Retail Sales Acceleration Helps Pound Sterling US Dollar (GBP/USD) Exchange Rate Recover Ground
An unexpectedly positive set of UK retail sales figures helped the Pound Sterling to US Dollar (GBP/USD) exchange rate return to an uptrend on Thursday morning.
As sales excluding auto fuel surged 3.8% on the year in June this suggests that consumers largely shrugged off Brexit-based anxiety at the end of the second quarter.
This naturally improved the appeal of Pound Sterling (GBP), even in the wake of the latest bout of market anxiety over the threat of the UK crashing out of the EU without a deal.
As forecasts had pointed towards a contraction in sales on the month investors took encouragement from a solid 1% monthly growth in spending.

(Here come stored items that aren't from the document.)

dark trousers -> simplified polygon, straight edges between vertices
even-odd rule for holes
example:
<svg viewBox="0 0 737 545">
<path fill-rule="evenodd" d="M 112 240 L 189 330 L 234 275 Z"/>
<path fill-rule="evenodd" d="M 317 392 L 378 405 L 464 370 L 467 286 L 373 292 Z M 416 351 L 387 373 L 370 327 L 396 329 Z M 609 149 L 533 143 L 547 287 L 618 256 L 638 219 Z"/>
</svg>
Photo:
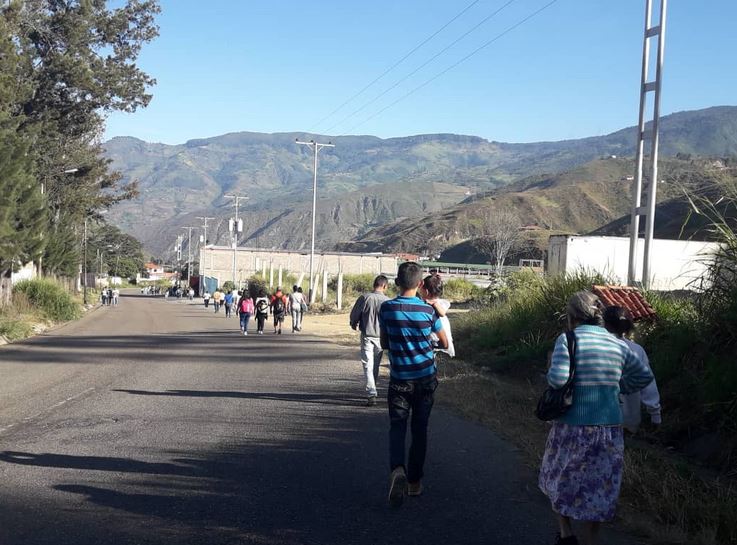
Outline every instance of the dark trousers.
<svg viewBox="0 0 737 545">
<path fill-rule="evenodd" d="M 265 314 L 259 314 L 256 313 L 256 329 L 258 331 L 264 330 L 264 322 L 266 321 L 266 315 Z"/>
<path fill-rule="evenodd" d="M 417 380 L 392 378 L 389 381 L 389 465 L 392 470 L 399 466 L 406 467 L 407 480 L 411 483 L 422 479 L 427 453 L 427 423 L 437 387 L 435 375 Z M 405 437 L 407 420 L 410 418 L 412 442 L 409 447 L 409 461 L 405 464 Z"/>
</svg>

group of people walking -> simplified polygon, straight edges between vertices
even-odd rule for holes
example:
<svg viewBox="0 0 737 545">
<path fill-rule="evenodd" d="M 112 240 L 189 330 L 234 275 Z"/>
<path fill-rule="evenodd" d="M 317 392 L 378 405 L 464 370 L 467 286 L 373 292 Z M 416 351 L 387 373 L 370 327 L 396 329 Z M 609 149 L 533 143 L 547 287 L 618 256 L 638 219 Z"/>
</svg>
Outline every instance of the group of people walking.
<svg viewBox="0 0 737 545">
<path fill-rule="evenodd" d="M 455 353 L 442 280 L 437 274 L 422 276 L 417 263 L 402 263 L 394 299 L 385 294 L 387 277 L 377 276 L 373 291 L 362 295 L 350 314 L 350 326 L 361 332 L 369 406 L 376 405 L 383 352 L 389 356 L 388 499 L 394 507 L 406 496 L 423 493 L 427 428 L 438 386 L 436 354 Z M 583 291 L 571 297 L 567 316 L 569 334 L 555 342 L 547 381 L 556 389 L 570 381 L 572 404 L 552 423 L 539 487 L 558 520 L 555 543 L 595 545 L 600 524 L 612 520 L 616 511 L 624 429 L 637 430 L 641 404 L 652 423 L 659 424 L 659 394 L 645 351 L 627 338 L 634 323 L 626 309 L 605 308 L 596 295 Z M 569 338 L 575 346 L 569 347 Z"/>
<path fill-rule="evenodd" d="M 289 295 L 284 294 L 281 288 L 276 288 L 273 294 L 267 294 L 262 288 L 254 292 L 248 289 L 236 292 L 216 289 L 212 294 L 207 291 L 203 294 L 205 308 L 209 308 L 210 301 L 216 313 L 225 307 L 226 318 L 237 315 L 241 333 L 245 336 L 248 335 L 251 319 L 256 322 L 256 333 L 263 335 L 269 316 L 273 321 L 274 334 L 281 335 L 287 314 L 291 316 L 292 333 L 298 333 L 302 331 L 302 320 L 308 309 L 307 299 L 299 286 L 293 286 Z"/>
<path fill-rule="evenodd" d="M 120 290 L 118 288 L 103 288 L 100 292 L 100 304 L 102 306 L 118 306 Z"/>
</svg>

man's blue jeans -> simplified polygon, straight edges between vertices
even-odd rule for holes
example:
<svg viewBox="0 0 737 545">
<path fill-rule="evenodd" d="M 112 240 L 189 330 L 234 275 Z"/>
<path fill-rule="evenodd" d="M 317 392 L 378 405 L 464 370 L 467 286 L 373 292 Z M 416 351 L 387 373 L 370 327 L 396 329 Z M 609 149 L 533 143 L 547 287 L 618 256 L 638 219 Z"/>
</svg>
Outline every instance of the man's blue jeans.
<svg viewBox="0 0 737 545">
<path fill-rule="evenodd" d="M 248 331 L 248 322 L 251 320 L 251 314 L 241 312 L 241 331 Z"/>
<path fill-rule="evenodd" d="M 403 466 L 407 480 L 416 483 L 422 479 L 422 468 L 427 453 L 427 424 L 435 402 L 438 380 L 435 375 L 417 380 L 389 381 L 389 466 L 391 470 Z M 407 420 L 411 418 L 412 442 L 409 460 L 405 463 Z"/>
</svg>

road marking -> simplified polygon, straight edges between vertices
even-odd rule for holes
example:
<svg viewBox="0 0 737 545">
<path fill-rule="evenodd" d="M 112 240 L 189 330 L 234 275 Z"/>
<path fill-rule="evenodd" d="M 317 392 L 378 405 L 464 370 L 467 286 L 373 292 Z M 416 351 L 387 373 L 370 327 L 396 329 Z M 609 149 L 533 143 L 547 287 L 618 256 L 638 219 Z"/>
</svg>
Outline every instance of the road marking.
<svg viewBox="0 0 737 545">
<path fill-rule="evenodd" d="M 36 413 L 36 414 L 34 414 L 32 416 L 27 416 L 27 417 L 25 417 L 23 420 L 21 420 L 19 422 L 13 422 L 12 424 L 8 424 L 7 426 L 4 426 L 4 427 L 0 428 L 0 435 L 2 435 L 3 433 L 5 433 L 6 431 L 12 430 L 13 428 L 15 428 L 16 426 L 18 426 L 20 424 L 27 424 L 29 422 L 32 422 L 33 420 L 36 420 L 36 419 L 38 419 L 38 418 L 40 418 L 42 416 L 45 416 L 45 415 L 51 413 L 51 411 L 53 411 L 54 409 L 58 409 L 59 407 L 63 407 L 67 403 L 71 403 L 72 401 L 75 401 L 75 400 L 77 400 L 77 399 L 79 399 L 79 398 L 81 398 L 81 397 L 89 394 L 90 392 L 94 392 L 94 391 L 95 391 L 95 388 L 87 388 L 86 390 L 83 390 L 83 391 L 79 392 L 78 394 L 75 394 L 73 396 L 70 396 L 70 397 L 68 397 L 68 398 L 66 398 L 66 399 L 64 399 L 62 401 L 59 401 L 58 403 L 54 403 L 50 407 L 46 407 L 42 411 L 39 411 L 38 413 Z"/>
</svg>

While political worries remain this was not enough to prevent the GBP/USD exchange rate from rallying, recovering from its recent two-year low.
US Dollar (USD) Looks for Support on Manufacturing Index Rebound
Demand for the US Dollar (USD) could pick back up on Thursday afternoon if July’s Philadelphia Fed manufacturing index rebounds as forecast.
Investors expect to see the index strengthen from 0.3 to 5.0 on the month, signalling a greater level of resilience within the manufacturing sector.
As the risk of a further souring in US trade relations remains signs of a stronger manufacturing sector could encourage a greater degree of confidence in the economic outlook.
Evidence that the US economy regained some of its lost momentum at the start of the third quarter would offer the US Dollar a fresh boost against its rivals.
However, even a sharp increase here is unlikely to materially alter the odds of an imminent Federal Reserve interest rate cut.
If June’s leading index also shows an improvement on the month this could put further downside pressure on the GBP/USD exchange rate.
Narrowed Borrowing Deficit Forecast to Boost GBP Exchange Rates
With forecasts pointing towards a narrowing of the UK public sector net borrowing deficit in June the Pound could find another rallying point ahead of the weekend.
Signs that government borrowing eased at the end of the second quarter may improve confidence in the underlying health of the UK economy in the short term.
On the other hand, a widened deficit could see the Pound slump across the board once again.
Even so, politics looks set to remain the primary influence on GBP exchange rates in the near future as the Conservative leadership contest draws to a close.
As long as the risks of a no-deal Brexit remain heightened the mood towards Pound Sterling may sour further, leaving the GBP/USD exchange rate with the potential to fall to a fresh multi-year low.
Unless the successful leadership candidate rows back on previous hard-line comments on Brexit the Pound could remain on the back foot in the weeks ahead.